Conclusion & Closing
The day of visitation is coming. Judgment will come for us all. This will be a day of great rejoicing for all those who are in Christ. But if you’re not prepared for this day of judgment, let me call you to trust in the Lord Jesus Christ. There is a war for your soul this morning. Satan would like you to fall asleep, close your heart, convince you this is complete nonsense, or convince you that you’re OK with a few good works to show on that final day. Do not be deceived. Only those who are born again to a living hope in Jesus Christ will be saved. Surrender to Jesus, repent of your sins, and entrust yourself to Christ.
I began this sermon this morning by talking about Global Partner Lynda Oatley, and that’s where I want to end. I texted Brad Nelson, our Pastor for Global Outreach Strategic Short-Term Ministry, about whether I could share those details about her.
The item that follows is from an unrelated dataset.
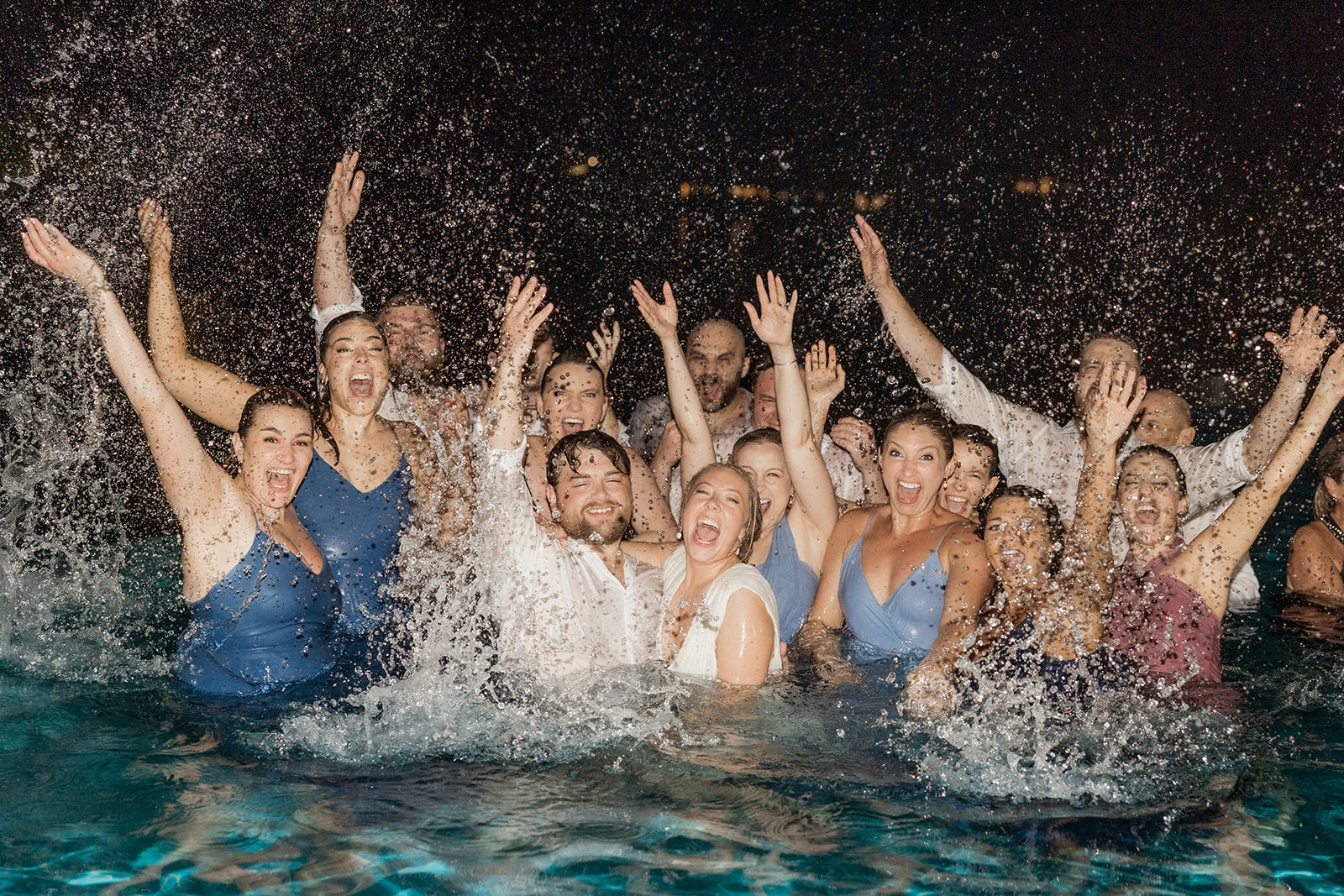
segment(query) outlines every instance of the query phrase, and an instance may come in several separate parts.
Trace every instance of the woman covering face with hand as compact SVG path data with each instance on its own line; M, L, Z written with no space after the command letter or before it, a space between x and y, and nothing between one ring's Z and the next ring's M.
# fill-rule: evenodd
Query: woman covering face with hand
M181 524L183 598L192 615L179 641L181 681L228 696L323 682L339 653L340 592L293 508L313 458L304 399L280 388L249 396L233 437L241 472L230 477L155 373L102 267L34 219L24 222L23 246L35 263L83 289Z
He called her, and here’s what he wrote to me:
I just got off the phone with Lynda Oatley, our global partner in Brazil. She went there years ago to work with street kids! Currently she is bed ridden. She is able to get up and take a shower once in a while. She is hungry and thirsty all the time but has not eaten or drunk anything for over a week. The tumors are so big in her abdomen that she can't eat or drink but the hunger is there all the time. The acid in her stomach gives her a heartburn sensation. She is always nauseous! She is thankful she is not in a lot of pain. She told me she hungers and thirsts more for Jesus than delicious food or drink that she is continually craving. Her system is not able to keep the fluids moving in her body so her feet swell up all the time and are very large which makes it hard for her to walk. She told me she thinks she will be gone in a week or so. But she is happy in the Lord and ready to be with him. She says, “If Jesus is taking me home my job here must be done!”
She, in pain and suffering, has not lost sight of her identity and purpose. She knows that her true and lasting home is to be with the Lord Jesus Christ. Though she is literally starving to death, she is hungry for more of Jesus. Though her body wastes away, she is being renewed day by day to look more and more like her Savior. And I imagine as she dies—those street children she ministers to in Brazil—will see and glorify God for her life, and they too will know and love Jesus. O may God help us to have this same eternal perspective.
Main Point: Citizens of heaven live—through killing passions and honorable conduct—in order to display the glory of God so that some might be saved.
Intro Question: Do we feel “at home” here in America? Why or why not?
Praise God for being deserving of honor, glory, praise, and worship because of what his Son Jesus Christ has accomplished on the cross for sinners, and praise God for your new identity in him. Confess your sinful “passions of the flesh” that are waging war against your soul. Repent of those sins. Thank God for the forgiveness that is available in Jesus, and that Jesus calls us elect and watches over our souls. Ask God for help in abstaining from these passions of the flesh, ask him for greater satisfaction in Christ, and ask for help to live so others will see and glorify God through salvation.